Azienda all'avanguardia Inovyn è una società del gruppo Ineos nata nel
2015, leader europea nella produzione di prodotti clorvinilici e a
livello mondiale per le resine viniliche ad uso speciale. A Rosignano,
all'interno del parco industriale Solvay, ospita le unità di produzione
per l'elettrolisi e i clorometani: si attesta infatti come il maggior
produttore italiano di idrogeno, oltre che essere un punto di
riferimento per l'intero gruppo per le competenze elettrochimiche che ha
nel proprio organico operativo. Collabora inoltre con il Polo
Tecnologico Magona relativamente a progetti di innovazione e
sostenibilità. Nello stabilimento di Rosignano l'azienda conta ad oggi
un totale di 170 dipendenti, di cui il 25 per cento circa corrisponde a
laureati in ingegneria chimica, meccanica e in chimica industriale. Fin
dal suo insediamento nel parco industriale Solvay a Rosignano, Inovyn si
è dimostrata particolarmente attiva nell'instaurare un canale
privilegiato proprio con l'università di Pisa. Prestigiosa fucina di
ingegneri, l'ateneo pisano «è una risorsa del territorio di fondamentale
importanza per noi - spiega Nicola Tei, il neo-direttore (in carica da
luglio) dello stabilimento rosignanese dell'azienda - per questo abbiamo
avviato e coltivato un rapporto particolarmente stretto: questo genere
di competenze sono quelle che più di tutte ricerchiamo nei nostri
impianti e la necessità di trovare persone capaci e vicine anche sotto
il profilo territoriale diventa con il passare del tempo sempre più
importante per creare una realtà aziendale virtuosa. Oggi circa l'80 per
cento dei nostri ingegneri proviene da Pisa». Per questo ad esempio
Inovyn ha lanciato nel 2020 la Ineos Master Thesis Award, un
riconoscimento alle migliori tesi in ambito ingegneristico e chimico
improntate sull'innovazione dei processi industriali. Un concorso che ha
prodotto due finalisti «ed entrambi - assicura Tei - sono stati assunti
subito dopo dall'azienda proprio per garantirci le loro competenze: si
parla di ragazzi neolaureati, appena 25enni, che ancora oggi lavorano
con noi e occupano ruoli di rilievo nella gestione dell'impianto di
elettrolisi». Il rapporto che una realtà industriale in crescita come
Inovyn ha con il territorio non si limita però all'università. «La
pandemia ha un po' frenato la spinta che avevamo intrapreso verso questo
genere di iniziative - spiega il direttore Nicola Tei - ma vogliamo
quanto prima riprendere gli incontri anche con le scuole locali. A
inizio 2022 ad esempio siamo già ripartiti con una serie di incontri
nelle scuole medie incentrate sull'aspetto chimico e di laboratorio dei
nostri processi. Ma Rosignano, così come altre realtà vicine,
rappresenta un bacino importante per ricavare risorse specializzate.

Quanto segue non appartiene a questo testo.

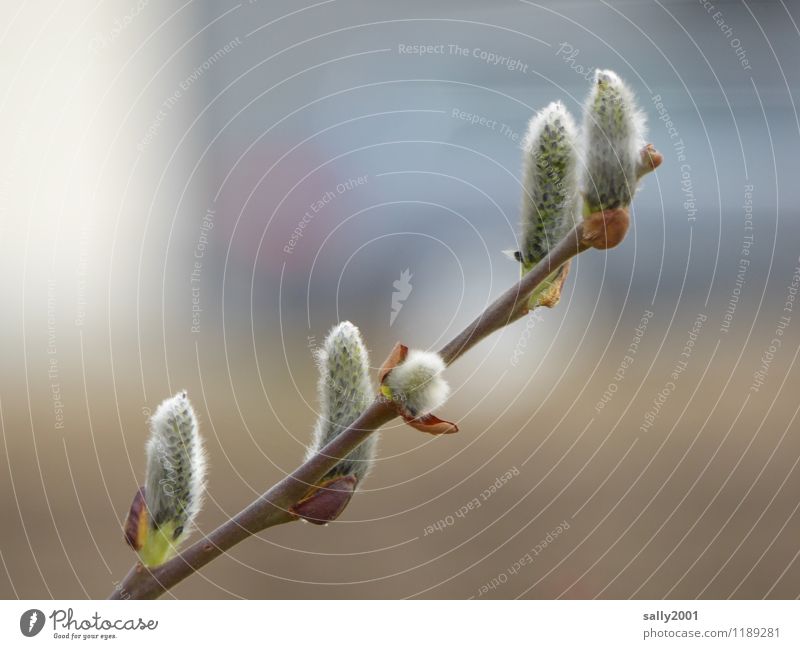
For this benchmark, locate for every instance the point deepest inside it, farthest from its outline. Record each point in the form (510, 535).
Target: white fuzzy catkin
(417, 385)
(176, 464)
(344, 392)
(550, 181)
(613, 136)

Figure diplomate, per quanto non laureate, come periti chimici o
meccanici. Gli istituti tecnico-industriali di Rosignano e di Livorno
sono due nostre basi di riferimento, così come il liceo scientifico di
Cecina». Con un'età media aziendale che non supera i 44 anni, Inovyn ha
avuto dal suo insediamento un incremento di personale del 20 per cento
sul totale dei dipendenti attuali. «In numeri assoluti significa un
aumento di 35 assunzioni in sette anni - spiega Tei - ma in realtà per
raggiungere questa cifra abbiamo assunto molte più persone, avendo avuti
dei ricambi durante questo periodo. Oggi? Abbiamo una decina di
posizioni ancora aperte - spiega - cerchiamo personale tecnico, sia
nell'ambito della sicurezza che dell'affidabilità meccanica. Contiamo di
coprire questo fabbisogno entro la fine dell'anno: vogliamo investire a
lungo termine sui giovani, e in particolare sui giovani del territorio».